For our fourth SLP with Minehead Museum, U3A members researched a number of topics involving the development of transport, in and around Minehead.
Traders and voyagers developed lengthy sea routes along the western coasts of Europe as long ago as 3000 years. The earliest known forms of simple, sea going vessels were the curraghs, which consisted of a wicker frame over which hide was stretched. One of the research topics followed the reconstruction of a Celtic form of such a vessel.
Early inhabitants also contributed to numerous track ways across the countryside, linking sites of habitation. The development of paths, tracks and roads in and around the town were briefly surveyed by another member of the research team. Using published maps, from 1800 to the present day, and local historic sources, it was possible to trace the development of infrastructure around Minehead. Key events such as the rise and decline of the port, the formation of the turnpike trust and the coming of the railway were all significant events leading to the development of the town. The routes of long distance walking paths, such as the Macmillan Way and the South West coastal path through the town provide a fascinating link with the past. They both follow routes which pass close to prehistoric sites, suggesting continuous existence over several thousands of years.
With the coming of steam ships and the railway, the use of horses for transport and pleasure escalated. Until the late 18th century, Minehead was mainly accessible only by sea, on foot or on horseback. The creation of new toll roads not only provided locals with easier access to nearby towns, it also opened up the town to visitors at a time that coincided with the birth of tourism. These visitors were brought into the town from the early nineteenth century by horse drawn coach services. They were also taken on excursions to the surrounding countryside. When the railway arrived, horse drawn coaches were used to take people to their hotels in the town, to the pier and also to Porlock, Lynton and Lynmouth.

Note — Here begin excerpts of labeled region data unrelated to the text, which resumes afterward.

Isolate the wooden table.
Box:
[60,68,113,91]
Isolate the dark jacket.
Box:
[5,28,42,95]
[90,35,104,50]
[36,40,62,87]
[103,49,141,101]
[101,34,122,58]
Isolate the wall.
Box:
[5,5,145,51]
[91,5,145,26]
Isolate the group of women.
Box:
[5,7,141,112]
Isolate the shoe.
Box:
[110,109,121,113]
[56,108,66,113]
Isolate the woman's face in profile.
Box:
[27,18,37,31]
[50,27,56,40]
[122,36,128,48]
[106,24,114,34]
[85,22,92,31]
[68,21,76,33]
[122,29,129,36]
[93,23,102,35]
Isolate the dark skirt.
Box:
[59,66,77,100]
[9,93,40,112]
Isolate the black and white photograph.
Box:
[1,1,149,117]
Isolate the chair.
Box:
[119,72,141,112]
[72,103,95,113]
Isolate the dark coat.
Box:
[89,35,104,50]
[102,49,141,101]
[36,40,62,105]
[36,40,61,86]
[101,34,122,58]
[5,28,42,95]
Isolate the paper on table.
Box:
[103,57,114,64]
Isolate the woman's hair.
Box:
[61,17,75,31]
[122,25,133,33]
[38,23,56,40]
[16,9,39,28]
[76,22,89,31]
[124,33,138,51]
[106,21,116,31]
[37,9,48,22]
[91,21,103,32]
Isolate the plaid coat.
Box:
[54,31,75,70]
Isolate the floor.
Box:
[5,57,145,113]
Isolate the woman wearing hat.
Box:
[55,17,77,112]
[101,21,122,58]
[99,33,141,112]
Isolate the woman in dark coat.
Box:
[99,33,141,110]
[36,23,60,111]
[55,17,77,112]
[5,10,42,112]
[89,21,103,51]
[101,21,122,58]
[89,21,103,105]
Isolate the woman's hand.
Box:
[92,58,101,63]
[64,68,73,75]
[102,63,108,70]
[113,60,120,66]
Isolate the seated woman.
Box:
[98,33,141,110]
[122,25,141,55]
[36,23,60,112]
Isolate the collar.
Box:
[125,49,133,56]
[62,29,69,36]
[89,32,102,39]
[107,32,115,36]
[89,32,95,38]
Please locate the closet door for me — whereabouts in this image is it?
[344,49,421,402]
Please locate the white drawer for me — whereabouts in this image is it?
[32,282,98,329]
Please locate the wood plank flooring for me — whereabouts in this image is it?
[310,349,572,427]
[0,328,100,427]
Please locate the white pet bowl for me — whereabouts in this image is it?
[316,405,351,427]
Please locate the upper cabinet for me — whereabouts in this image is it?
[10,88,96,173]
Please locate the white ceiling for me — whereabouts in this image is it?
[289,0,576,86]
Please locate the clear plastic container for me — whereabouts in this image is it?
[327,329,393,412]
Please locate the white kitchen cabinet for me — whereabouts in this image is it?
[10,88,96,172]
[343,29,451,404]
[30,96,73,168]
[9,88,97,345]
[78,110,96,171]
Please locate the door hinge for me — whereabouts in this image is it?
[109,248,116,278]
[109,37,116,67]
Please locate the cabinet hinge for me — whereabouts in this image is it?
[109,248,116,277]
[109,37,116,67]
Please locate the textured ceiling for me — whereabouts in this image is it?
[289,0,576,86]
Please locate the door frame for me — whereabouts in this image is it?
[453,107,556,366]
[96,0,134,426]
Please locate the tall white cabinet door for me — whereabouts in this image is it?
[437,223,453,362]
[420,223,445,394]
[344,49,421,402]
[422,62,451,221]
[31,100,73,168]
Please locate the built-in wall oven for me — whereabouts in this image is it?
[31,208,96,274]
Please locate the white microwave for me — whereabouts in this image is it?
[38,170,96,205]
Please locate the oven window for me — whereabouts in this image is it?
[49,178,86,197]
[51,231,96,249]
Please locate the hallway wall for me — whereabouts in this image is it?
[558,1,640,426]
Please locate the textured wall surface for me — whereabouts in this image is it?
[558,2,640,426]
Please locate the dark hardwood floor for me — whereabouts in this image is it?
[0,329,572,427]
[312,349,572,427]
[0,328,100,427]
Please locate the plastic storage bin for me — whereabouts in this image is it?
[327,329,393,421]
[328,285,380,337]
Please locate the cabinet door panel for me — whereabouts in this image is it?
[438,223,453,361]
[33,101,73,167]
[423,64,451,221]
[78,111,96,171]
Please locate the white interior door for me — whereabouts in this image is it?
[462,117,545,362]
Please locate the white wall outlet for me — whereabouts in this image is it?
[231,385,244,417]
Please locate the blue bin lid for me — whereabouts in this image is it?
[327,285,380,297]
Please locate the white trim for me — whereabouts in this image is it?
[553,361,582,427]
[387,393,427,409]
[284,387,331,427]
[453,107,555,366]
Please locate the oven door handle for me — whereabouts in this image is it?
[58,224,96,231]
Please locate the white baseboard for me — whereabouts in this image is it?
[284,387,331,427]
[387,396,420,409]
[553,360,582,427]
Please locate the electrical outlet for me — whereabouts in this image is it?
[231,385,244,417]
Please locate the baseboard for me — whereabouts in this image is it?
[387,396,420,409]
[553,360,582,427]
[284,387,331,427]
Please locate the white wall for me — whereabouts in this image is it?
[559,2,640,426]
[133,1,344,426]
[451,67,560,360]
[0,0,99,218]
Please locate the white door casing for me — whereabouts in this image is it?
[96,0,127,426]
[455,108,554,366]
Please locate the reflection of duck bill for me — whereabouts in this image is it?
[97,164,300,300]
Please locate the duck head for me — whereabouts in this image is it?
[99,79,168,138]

Horse racing took place on the beach from the mid-nineteenth century and crowds flocked to the town by rail and sea. Minehead became a fashionable resort in the 1920s. Maharajas with a retinue of turbaned grooms and scores of polo ponies travelled every summer from Rajasthan to play polo with the local aristocracy. On one memorable occasion, even two elephants accompanied the visitors.
The railway opened in Minehead in 1874 as a broad gauge extension from Watchet, which had been linked to Taunton by the Bristol and Exeter railway in 1862. George Luttrell insisted that the railway terminated on the sea front in order to stimulate the growth of tourism. In the years immediately preceding the advent of the railway, the Bratton stream was concealed in a culvert under a new road, called the Avenue. This gave direct access from Wellington Square to the new station. The Beach Hotel and the Esplanade hotel were built around this time. The pier was opened in 1901 and this greatly increased the numbers of day trippers from South Wales. Disembarkation from the steamers was much easier and more frequent via the pier compared to the harbour which was restricted by tide levels.
In 1911 a flimsy monoplane first landed on the sands of Minehead beach. These early aviators attracted much attention from the people of Minehead and crowds flocked to admire and wonder at them.
The advent of bicycles and later the motor car changed the mode of transport in and around the town. The mid 1920s saw the development of many garages and bus companies.
The discussion of transport in and around the town could not be complete without reference to one of the Minehead’s famous sons, Sir Arthur C Clarke. He predicted many of the things that we take for granted today. He had a deep belief that humanity was destined to be a space-faring species and foresaw space shuttles, moon landings and space stations. In 1992, he visited Minehead for the Festival of the International Space Year. He was awarded the Freedom of the town in July that year and the certificate now hangs in Minehead Museum.